1:15 arbscht: partial and comp put the fun in functional
11:38 Chouser: If I have a nested structure of seqs and maps (a heirarchical database), is there a rule of thumb for what level to put the ref at?
11:39 rhickey: is there a known granularity of change? is there an external notion of identity?
11:39 Chouser: at the very top? farther down at like a "table" level? Are there speed or contention issues I should be thinking about?
11:43 rhickey: contention rather than speed should drive it, speed should be fine in any case
11:44 I would avoid field-level refs
11:44 Chouser: I've got a map of maps of sets to represent triples, and a second map of maps or sets to represent the inverse. That means that any change to one top-level map will require a change to the other.
11:44 right now I've got a ref for each of those top-level maps.
11:45 I was considering moving it up to the vector that holds that pair.
11:45 I'm not sure what you mean by external identity.
11:46 rhickey: outside of your app, there is a notion that a particular set of data can be identified by a key
11:47 if you are using triples, probably not an issue
11:47 Chouser: There are ids that might be stored outside and used later, but not references to a particular version of the database. Does that answer your question?

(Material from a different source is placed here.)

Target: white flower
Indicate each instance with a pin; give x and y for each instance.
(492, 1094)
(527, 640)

11:48 rhickey: more to do with object/record identity
11:49 if you are going to be heavily multithreaded with lots of updates, those top-level refs will be the bottleneck, if any
11:50 Chouser: ok, that makes sense.
11:50 And if I always update both at the same time, it won't help any to give each their own ref.
11:51 The only other place I could put a ref and not be at the record level, would be in the vals of the first map. ...which is an interesting thought.
11:52 rhickey: right, you could then update the attribute set for a particular key independently
11:53 Chouser: I can still sync across multiple, though, to get "atomic" transations.
11:53 rhickey: exactly, that's the beauty of STM
11:53 arbitrary change sets
11:53 no lock ordering
11:54 Chouser: So I would expect this to have thousands of refs. That shouldn't scare me?
11:55 rhickey: not at all
11:55 Chouser: great.
11:55 I still don't know how I'm going to sync this to disk, but that's a problem for another day...
12:04 oh, but I'll need a ref at the top levels too, since of course you can add keys there.
12:07 rhickey: right but you'll only need to use them when you add/remove keys
20:18 jmn3: hi
20:22 ive been noticing usages of nested [] for bindings. (it was in an fn, actually) Whats that all about? is that mentioned in the docs somewhere?
20:53 rhickey: It's destructuring - documented in the entry for let: http://
21:53 jmn3: ok thanks
21:54 does it say what destructuring is?
22:01 rhickey: I think so: "The basic idea is that a binding-form can be a data structure literal containing symbols that get bound to the respective parts of the init-expr"
22:12 jmn3: thats deep. gonna have to study that one. im in the midst of reading sicp.